Le monde s’est engagé dans une transition énergétique historique dont le but fondamental est de réduire les émissions de gaz à effet de serre principal responsable du réchauffement climatique. Le choix s’avère à la fois politique, économique et stratégique. Bien que cruciale pour notre avenir, cette transition doit être abordée calmement et non brutalement sous la pression des faits.

La transition énergétique aura un impact particulièrement important sur le monde des matières premières avec toutes les répercussions économiques et géopolitiques qui en découlent. Elle suppose une disponibilité abondante et continue des métaux de base (cuivre, nickel, fer, aluminium), des métaux stratégiques (cobalt, lithium), des terres rares et de certains matériaux assez peu connus comme le graphite. Rappelons qu’une voiture électrique contient en moyenne 80 kg de cuivre contre 30-35 kg pour une voiture thermique. Mais c’est surtout sans compter avec l’extension du réseau électrique qui réclamera dans l’avenir des quantités considérables de cuivre et surtout d’aluminium pour les lignes à haute tension. Ces dernières utilisent l’ACSR (Aluminium-Conductor Steel Reinforced Cable) dont la conductivité est seulement 62% de celle du cuivre mais le poids est de 30% celui du cuivre à volume égal. A conductivité égale, un conducteur en aluminium pèse donc environ la moitié de son équivalent en cuivre, tandis que le prix du cuivre est 3.78 fois supérieur à celui de l’aluminium et ce à un prix quatre fois inférieur (8503 $/tonne pour le cuivre contre 2245 $/ tonne pour l’aluminium). En revanche, la production de l’aluminium est très énergivore : pour obtenir une tonne d’aluminium, il faut traiter 4-5 tonnes de bauxite avec un coût énergétique représentant environ la moitié du prix final de l’aluminium

D’ici 2040, on anticipe un doublement de la longueur du réseau électrique mondial qui devrait passer de 80 millions de km à 170 millions de km. Une extension correspondant à un investissement de 600 milliards de US$/an au cours des six prochaines années.
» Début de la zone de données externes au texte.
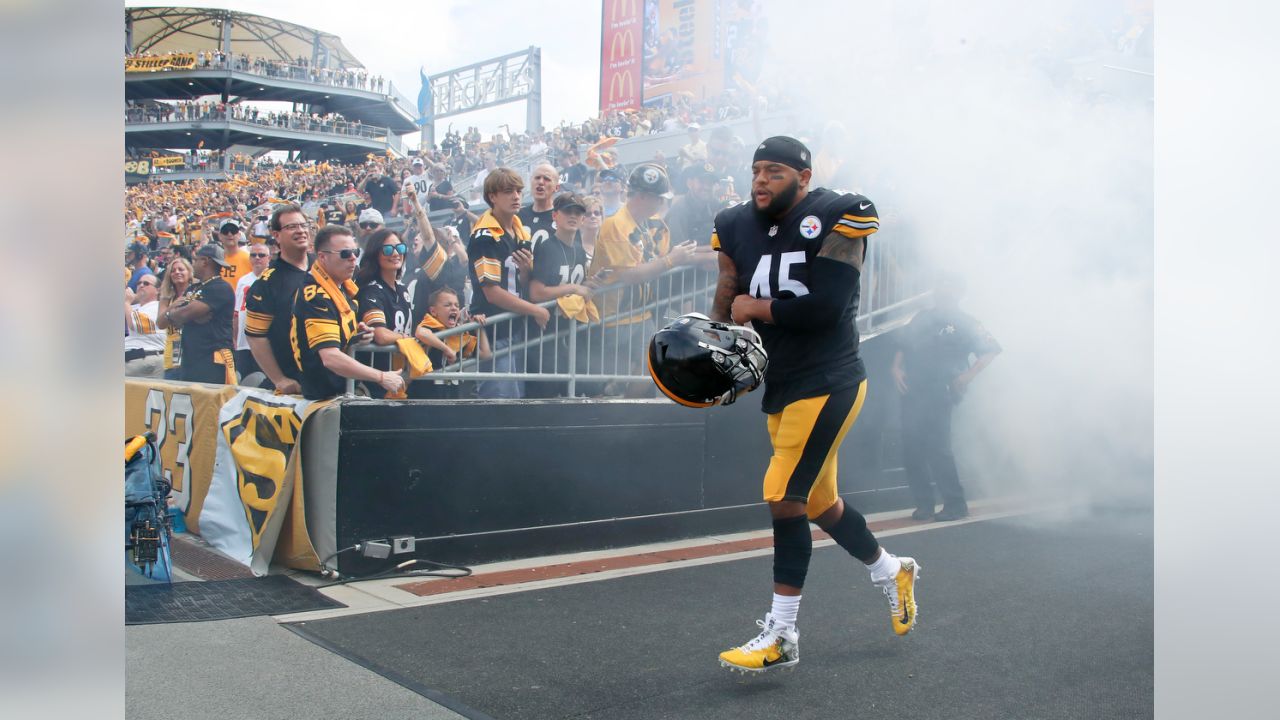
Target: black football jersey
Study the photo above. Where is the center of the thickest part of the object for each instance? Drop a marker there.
(773, 259)
(556, 263)
(269, 310)
(318, 324)
(384, 306)
(540, 224)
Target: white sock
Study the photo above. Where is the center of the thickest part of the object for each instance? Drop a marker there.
(785, 609)
(885, 568)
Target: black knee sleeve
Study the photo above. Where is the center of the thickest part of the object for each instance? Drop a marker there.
(792, 545)
(850, 532)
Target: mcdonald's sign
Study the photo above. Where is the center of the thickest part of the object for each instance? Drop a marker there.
(622, 46)
(620, 54)
(624, 10)
(621, 87)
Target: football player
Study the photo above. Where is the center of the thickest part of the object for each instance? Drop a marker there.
(790, 263)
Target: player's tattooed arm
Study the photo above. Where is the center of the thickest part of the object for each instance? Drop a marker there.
(848, 250)
(726, 288)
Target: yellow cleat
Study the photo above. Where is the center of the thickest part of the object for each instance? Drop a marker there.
(901, 596)
(775, 647)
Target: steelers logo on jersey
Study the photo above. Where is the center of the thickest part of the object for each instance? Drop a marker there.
(810, 227)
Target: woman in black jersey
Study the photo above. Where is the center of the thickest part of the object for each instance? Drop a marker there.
(384, 302)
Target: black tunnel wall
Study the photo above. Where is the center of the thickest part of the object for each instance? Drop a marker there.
(484, 482)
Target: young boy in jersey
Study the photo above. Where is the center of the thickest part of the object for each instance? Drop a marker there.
(444, 313)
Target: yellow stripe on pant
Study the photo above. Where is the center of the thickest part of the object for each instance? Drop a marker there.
(807, 437)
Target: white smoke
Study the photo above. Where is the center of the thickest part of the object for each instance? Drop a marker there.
(979, 130)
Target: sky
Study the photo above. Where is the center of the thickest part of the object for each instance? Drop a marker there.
(396, 40)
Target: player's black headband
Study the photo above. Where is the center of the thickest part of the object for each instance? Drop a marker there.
(785, 151)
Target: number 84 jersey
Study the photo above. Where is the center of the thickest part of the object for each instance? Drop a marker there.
(773, 260)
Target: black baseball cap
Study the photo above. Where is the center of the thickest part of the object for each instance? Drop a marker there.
(566, 200)
(785, 151)
(648, 177)
(214, 253)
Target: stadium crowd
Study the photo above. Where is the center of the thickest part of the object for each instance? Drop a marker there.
(216, 110)
(300, 68)
(419, 258)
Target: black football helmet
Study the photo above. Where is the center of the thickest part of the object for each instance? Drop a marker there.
(700, 363)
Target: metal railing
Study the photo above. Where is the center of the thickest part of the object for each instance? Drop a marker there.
(595, 359)
(314, 74)
(300, 123)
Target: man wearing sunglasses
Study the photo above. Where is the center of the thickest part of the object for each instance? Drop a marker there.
(325, 322)
(144, 340)
(231, 237)
(259, 258)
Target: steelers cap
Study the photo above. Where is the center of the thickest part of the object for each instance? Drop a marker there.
(785, 151)
(649, 178)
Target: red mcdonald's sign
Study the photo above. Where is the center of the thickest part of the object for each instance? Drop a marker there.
(621, 33)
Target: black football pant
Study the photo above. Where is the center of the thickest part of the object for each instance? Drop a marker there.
(927, 451)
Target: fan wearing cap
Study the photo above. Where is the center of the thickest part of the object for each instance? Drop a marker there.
(790, 263)
(634, 247)
(369, 222)
(560, 268)
(231, 236)
(419, 183)
(204, 314)
(693, 214)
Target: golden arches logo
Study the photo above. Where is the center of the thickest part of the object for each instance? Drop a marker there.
(625, 8)
(624, 45)
(621, 86)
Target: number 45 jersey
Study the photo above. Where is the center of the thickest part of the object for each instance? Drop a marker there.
(773, 259)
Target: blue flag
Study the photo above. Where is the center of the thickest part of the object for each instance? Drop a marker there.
(425, 105)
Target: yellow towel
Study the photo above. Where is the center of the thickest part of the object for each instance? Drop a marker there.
(419, 364)
(579, 308)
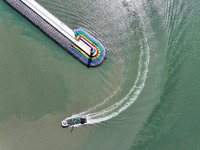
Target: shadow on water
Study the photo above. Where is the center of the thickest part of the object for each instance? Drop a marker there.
(90, 59)
(72, 129)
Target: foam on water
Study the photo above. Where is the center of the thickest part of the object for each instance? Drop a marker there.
(132, 95)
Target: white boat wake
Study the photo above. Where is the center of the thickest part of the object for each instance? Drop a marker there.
(133, 94)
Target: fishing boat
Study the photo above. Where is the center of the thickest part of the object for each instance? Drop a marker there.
(71, 122)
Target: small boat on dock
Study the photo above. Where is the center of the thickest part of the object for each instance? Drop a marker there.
(71, 122)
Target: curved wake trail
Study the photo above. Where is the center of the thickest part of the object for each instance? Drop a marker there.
(133, 94)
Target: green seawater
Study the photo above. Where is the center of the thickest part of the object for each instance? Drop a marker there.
(147, 89)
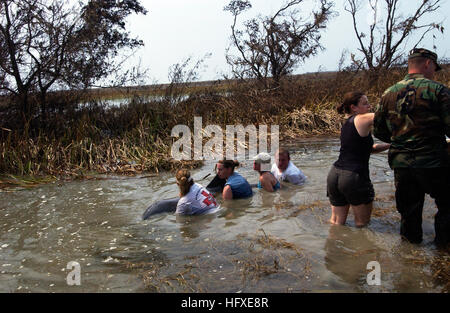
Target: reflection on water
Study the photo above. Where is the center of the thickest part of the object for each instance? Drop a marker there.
(272, 242)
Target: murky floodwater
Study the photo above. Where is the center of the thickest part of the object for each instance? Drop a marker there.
(277, 242)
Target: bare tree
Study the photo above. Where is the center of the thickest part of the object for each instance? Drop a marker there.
(273, 46)
(383, 45)
(52, 44)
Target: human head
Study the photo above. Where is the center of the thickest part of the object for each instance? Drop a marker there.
(184, 181)
(262, 162)
(423, 61)
(282, 158)
(225, 168)
(355, 102)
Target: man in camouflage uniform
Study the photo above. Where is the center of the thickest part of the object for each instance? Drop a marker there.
(414, 116)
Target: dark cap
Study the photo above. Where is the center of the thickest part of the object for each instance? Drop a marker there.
(424, 53)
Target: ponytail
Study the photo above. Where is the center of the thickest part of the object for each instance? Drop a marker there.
(184, 181)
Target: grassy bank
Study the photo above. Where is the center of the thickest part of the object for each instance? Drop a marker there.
(66, 140)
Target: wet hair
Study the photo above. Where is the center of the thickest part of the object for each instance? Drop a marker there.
(284, 151)
(229, 163)
(184, 181)
(350, 98)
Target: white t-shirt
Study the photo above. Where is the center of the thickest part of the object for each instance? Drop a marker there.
(292, 174)
(197, 201)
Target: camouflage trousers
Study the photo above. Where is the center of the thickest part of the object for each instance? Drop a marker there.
(411, 185)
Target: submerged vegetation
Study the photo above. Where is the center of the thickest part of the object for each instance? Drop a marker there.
(74, 140)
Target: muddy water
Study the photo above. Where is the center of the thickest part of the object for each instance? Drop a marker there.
(277, 242)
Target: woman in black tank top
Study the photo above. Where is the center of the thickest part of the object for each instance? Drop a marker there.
(348, 182)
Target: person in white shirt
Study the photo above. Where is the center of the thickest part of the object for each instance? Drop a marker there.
(195, 199)
(284, 170)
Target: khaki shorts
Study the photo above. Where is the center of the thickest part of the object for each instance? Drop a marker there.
(346, 187)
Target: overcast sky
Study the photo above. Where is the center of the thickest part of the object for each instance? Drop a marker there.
(173, 30)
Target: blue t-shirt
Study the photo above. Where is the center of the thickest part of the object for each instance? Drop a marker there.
(239, 186)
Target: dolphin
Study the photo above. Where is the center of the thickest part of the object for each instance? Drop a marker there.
(170, 205)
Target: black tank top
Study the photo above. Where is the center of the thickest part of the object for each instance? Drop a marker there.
(355, 150)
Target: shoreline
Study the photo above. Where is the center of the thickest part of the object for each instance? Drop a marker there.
(11, 182)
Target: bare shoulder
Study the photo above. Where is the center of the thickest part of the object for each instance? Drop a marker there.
(363, 123)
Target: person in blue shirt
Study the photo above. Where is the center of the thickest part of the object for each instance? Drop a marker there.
(236, 186)
(267, 180)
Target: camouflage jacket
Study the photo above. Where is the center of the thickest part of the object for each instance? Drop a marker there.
(414, 116)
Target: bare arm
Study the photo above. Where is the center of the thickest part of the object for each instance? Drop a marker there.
(363, 123)
(227, 193)
(380, 147)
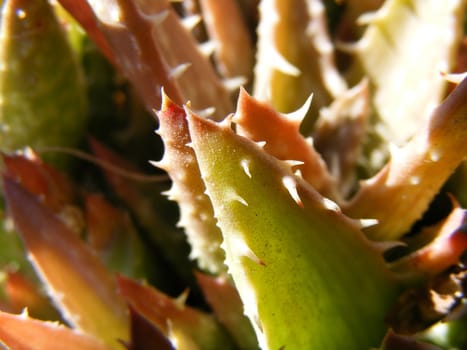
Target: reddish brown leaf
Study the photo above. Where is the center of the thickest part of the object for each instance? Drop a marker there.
(19, 332)
(79, 284)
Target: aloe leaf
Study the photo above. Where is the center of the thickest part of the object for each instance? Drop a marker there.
(294, 258)
(415, 173)
(145, 335)
(24, 333)
(197, 215)
(393, 341)
(295, 57)
(187, 327)
(261, 123)
(22, 292)
(42, 91)
(447, 244)
(75, 278)
(113, 236)
(153, 214)
(389, 55)
(432, 303)
(141, 35)
(82, 13)
(339, 132)
(226, 304)
(228, 31)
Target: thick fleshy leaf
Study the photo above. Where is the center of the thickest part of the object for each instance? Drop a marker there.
(184, 325)
(40, 179)
(295, 57)
(42, 91)
(447, 244)
(394, 341)
(81, 288)
(82, 13)
(228, 309)
(153, 214)
(142, 36)
(228, 30)
(425, 305)
(197, 215)
(339, 134)
(21, 292)
(294, 258)
(261, 123)
(415, 173)
(20, 332)
(114, 237)
(145, 335)
(389, 55)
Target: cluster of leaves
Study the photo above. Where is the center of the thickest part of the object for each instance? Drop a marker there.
(319, 206)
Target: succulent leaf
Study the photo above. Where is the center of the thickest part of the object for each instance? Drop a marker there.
(389, 55)
(447, 244)
(339, 133)
(416, 171)
(228, 30)
(277, 234)
(77, 282)
(145, 202)
(145, 32)
(40, 79)
(184, 325)
(197, 216)
(23, 333)
(228, 308)
(295, 57)
(261, 123)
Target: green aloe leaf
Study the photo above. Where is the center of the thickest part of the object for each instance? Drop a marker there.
(42, 92)
(76, 280)
(416, 172)
(389, 54)
(295, 57)
(294, 258)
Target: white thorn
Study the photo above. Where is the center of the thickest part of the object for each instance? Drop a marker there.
(298, 173)
(365, 223)
(281, 64)
(206, 112)
(383, 246)
(368, 18)
(292, 163)
(207, 48)
(291, 186)
(156, 18)
(179, 70)
(245, 164)
(455, 78)
(299, 114)
(234, 196)
(330, 205)
(239, 246)
(227, 121)
(395, 152)
(232, 84)
(190, 22)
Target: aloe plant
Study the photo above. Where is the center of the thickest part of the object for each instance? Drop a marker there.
(307, 187)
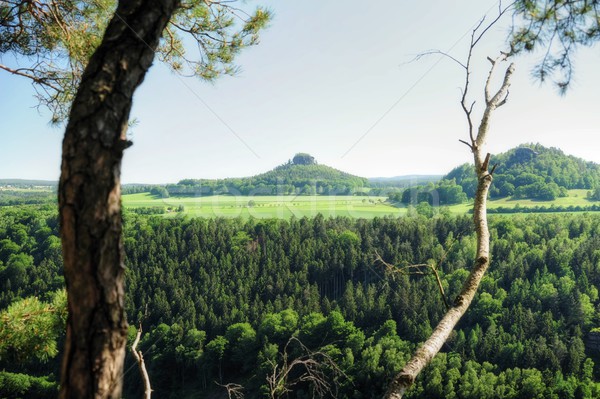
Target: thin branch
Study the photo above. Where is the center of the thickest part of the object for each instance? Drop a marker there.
(234, 391)
(140, 360)
(36, 79)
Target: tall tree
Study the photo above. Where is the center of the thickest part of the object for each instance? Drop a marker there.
(476, 142)
(95, 138)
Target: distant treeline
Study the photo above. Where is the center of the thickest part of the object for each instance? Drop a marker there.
(287, 179)
(532, 171)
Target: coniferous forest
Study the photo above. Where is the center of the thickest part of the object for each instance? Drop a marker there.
(263, 306)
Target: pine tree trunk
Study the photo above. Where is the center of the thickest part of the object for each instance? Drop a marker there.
(90, 199)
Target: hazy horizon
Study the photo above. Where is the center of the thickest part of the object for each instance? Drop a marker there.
(316, 83)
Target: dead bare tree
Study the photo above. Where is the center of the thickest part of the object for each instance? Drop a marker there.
(309, 367)
(405, 379)
(234, 391)
(141, 365)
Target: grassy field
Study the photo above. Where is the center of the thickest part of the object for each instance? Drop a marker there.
(299, 206)
(268, 206)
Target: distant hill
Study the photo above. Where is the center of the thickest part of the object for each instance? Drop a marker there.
(532, 171)
(27, 183)
(301, 175)
(403, 181)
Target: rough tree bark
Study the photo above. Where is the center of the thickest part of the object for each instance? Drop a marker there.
(405, 379)
(89, 199)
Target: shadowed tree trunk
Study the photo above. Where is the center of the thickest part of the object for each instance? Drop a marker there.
(89, 199)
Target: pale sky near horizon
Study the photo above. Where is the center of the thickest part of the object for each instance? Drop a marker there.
(332, 81)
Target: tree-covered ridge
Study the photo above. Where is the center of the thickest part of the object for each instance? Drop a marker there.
(532, 171)
(302, 175)
(223, 297)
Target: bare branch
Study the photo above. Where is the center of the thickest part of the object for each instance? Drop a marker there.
(29, 74)
(438, 52)
(140, 361)
(234, 391)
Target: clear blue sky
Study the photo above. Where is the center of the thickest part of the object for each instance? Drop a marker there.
(331, 79)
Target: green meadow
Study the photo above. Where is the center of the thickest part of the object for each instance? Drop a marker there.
(287, 206)
(267, 206)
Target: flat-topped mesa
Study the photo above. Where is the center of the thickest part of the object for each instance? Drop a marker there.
(302, 158)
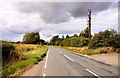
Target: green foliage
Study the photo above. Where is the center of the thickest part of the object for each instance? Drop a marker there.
(67, 36)
(54, 40)
(84, 33)
(31, 38)
(107, 38)
(18, 66)
(7, 51)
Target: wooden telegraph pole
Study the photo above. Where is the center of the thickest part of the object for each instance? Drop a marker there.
(89, 24)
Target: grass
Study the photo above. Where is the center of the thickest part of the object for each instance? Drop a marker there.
(87, 51)
(29, 58)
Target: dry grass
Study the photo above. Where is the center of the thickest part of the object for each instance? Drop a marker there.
(29, 55)
(87, 51)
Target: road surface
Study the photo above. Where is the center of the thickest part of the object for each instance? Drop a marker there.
(61, 62)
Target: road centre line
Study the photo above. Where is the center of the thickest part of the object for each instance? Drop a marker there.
(68, 58)
(46, 59)
(92, 73)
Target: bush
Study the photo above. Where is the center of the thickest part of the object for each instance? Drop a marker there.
(104, 50)
(7, 50)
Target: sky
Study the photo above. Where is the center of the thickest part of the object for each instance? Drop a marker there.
(54, 18)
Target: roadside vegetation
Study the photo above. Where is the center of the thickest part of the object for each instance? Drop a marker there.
(18, 57)
(87, 51)
(106, 41)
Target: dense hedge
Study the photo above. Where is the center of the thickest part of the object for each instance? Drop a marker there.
(7, 50)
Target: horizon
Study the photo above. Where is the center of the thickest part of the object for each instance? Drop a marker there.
(55, 18)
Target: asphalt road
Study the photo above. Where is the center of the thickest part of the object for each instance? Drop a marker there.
(61, 62)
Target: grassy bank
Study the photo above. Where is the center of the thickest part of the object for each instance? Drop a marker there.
(28, 56)
(87, 51)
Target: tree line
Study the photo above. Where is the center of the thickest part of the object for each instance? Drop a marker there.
(106, 38)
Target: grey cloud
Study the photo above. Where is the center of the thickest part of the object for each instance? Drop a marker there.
(58, 12)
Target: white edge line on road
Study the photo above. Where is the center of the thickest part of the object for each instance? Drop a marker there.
(43, 74)
(69, 58)
(46, 59)
(92, 73)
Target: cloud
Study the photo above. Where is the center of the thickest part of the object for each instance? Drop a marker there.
(58, 12)
(54, 18)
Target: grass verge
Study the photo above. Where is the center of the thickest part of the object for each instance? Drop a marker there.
(87, 51)
(29, 58)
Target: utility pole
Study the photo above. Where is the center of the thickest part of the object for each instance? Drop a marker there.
(89, 24)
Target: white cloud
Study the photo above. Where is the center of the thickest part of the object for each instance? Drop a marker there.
(15, 24)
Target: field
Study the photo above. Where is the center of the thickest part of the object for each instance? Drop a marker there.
(87, 51)
(27, 54)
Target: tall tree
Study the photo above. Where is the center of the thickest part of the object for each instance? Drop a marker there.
(31, 38)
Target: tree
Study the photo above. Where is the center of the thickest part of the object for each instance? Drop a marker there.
(84, 33)
(67, 36)
(31, 38)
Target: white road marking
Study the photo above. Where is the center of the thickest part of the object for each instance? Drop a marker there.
(46, 59)
(92, 73)
(43, 74)
(69, 58)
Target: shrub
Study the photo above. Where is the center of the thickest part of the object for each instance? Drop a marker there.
(103, 50)
(7, 50)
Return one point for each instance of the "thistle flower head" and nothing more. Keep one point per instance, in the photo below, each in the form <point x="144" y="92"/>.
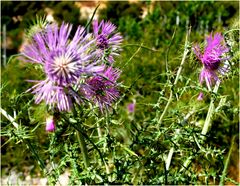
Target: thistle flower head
<point x="212" y="58"/>
<point x="64" y="60"/>
<point x="102" y="89"/>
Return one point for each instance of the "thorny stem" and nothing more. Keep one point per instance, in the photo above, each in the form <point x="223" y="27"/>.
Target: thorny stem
<point x="82" y="144"/>
<point x="186" y="50"/>
<point x="210" y="111"/>
<point x="207" y="122"/>
<point x="83" y="149"/>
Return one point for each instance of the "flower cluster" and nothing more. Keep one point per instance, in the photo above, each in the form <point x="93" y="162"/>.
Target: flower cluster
<point x="73" y="65"/>
<point x="212" y="59"/>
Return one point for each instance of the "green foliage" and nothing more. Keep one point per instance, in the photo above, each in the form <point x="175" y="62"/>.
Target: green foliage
<point x="123" y="147"/>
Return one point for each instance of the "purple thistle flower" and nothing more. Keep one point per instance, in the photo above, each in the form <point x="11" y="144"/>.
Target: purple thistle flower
<point x="131" y="107"/>
<point x="102" y="89"/>
<point x="64" y="61"/>
<point x="107" y="39"/>
<point x="50" y="126"/>
<point x="200" y="96"/>
<point x="212" y="58"/>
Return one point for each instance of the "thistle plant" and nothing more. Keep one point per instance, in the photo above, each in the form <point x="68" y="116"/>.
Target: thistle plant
<point x="160" y="126"/>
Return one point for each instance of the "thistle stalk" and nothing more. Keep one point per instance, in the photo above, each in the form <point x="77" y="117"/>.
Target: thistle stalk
<point x="186" y="50"/>
<point x="83" y="149"/>
<point x="207" y="122"/>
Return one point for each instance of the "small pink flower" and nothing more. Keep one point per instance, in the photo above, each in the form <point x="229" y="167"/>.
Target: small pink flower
<point x="50" y="126"/>
<point x="212" y="58"/>
<point x="131" y="107"/>
<point x="200" y="96"/>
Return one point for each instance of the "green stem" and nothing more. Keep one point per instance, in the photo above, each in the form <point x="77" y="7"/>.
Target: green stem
<point x="224" y="173"/>
<point x="207" y="122"/>
<point x="177" y="77"/>
<point x="83" y="148"/>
Les batteries des voitures et le stockage de l’énergie en général nécessitent du lithium, du sodium, du plomb et du cobalt. De son côté la fabrication des éoliennes nécessite beaucoup d’acier et de béton armé pour les socles et les mâts, des polymères (dérivés du pétrole) ou éventuellement du graphène pour les pales, du cuivre, du néodyme et du dysprosium. Selon les technologies, l’ensemble du système électrique requiert entre 80 et 650 kg/MW.

Actuellement, l’approvisionnement de ces métaux (stratégiques et de base) est stable. Toutefois des tensions liées à des problèmes logistiques mais aussi à la guerre Russo-Ukrainienne ont été observées au cours des dernières années. Elles ont induit des perturbations sur les marchés et les flux de certains métaux comme le titane dont la Russie et l’Ukraine sont respectivement les 4ème et 6ème producteurs mondiaux (un avion contient entre 20% et 40% de titane en fonction de son utilisation commerciale ou militaire) mais aussi de produits chimiques comme le néon et le CO2. La saga du néon est un cas d’école : les principaux gaz nobles sont extraits de l’atmosphère par les grandes usines sidérurgiques qui les cèdent ensuite comme sous-produit aux entreprises spécialisées dans le traitement et la distribution de gaz industriels. L’Ukraine est un grand pays sidérurgique. La destruction de certains complexes industriels (Azovstal à Mariupol, par exemple) a ainsi asséché l’offre mondiale de néon. Par effet-domino, les grands producteurs de semi-conducteurs (surtout localisés en Asie) utilisant des lasers au néon pour dessiner les circuits intégrés ont été fortement affectés. Et que dire des producteurs de boissons gazeuses subissant des problèmes de disponibilité de CO2, sous-produit des engrais azotés principalement fabriqués à partir de méthane. L’explosion du prix du gaz naturel en Europe a ainsi forcé les fabricants d’engrais à réduire leurs productions et donc à limiter l’offre de CO2 A leur tour les fabricants de boisson ont dû bloquer temporairement les chaînes d’embouteillage.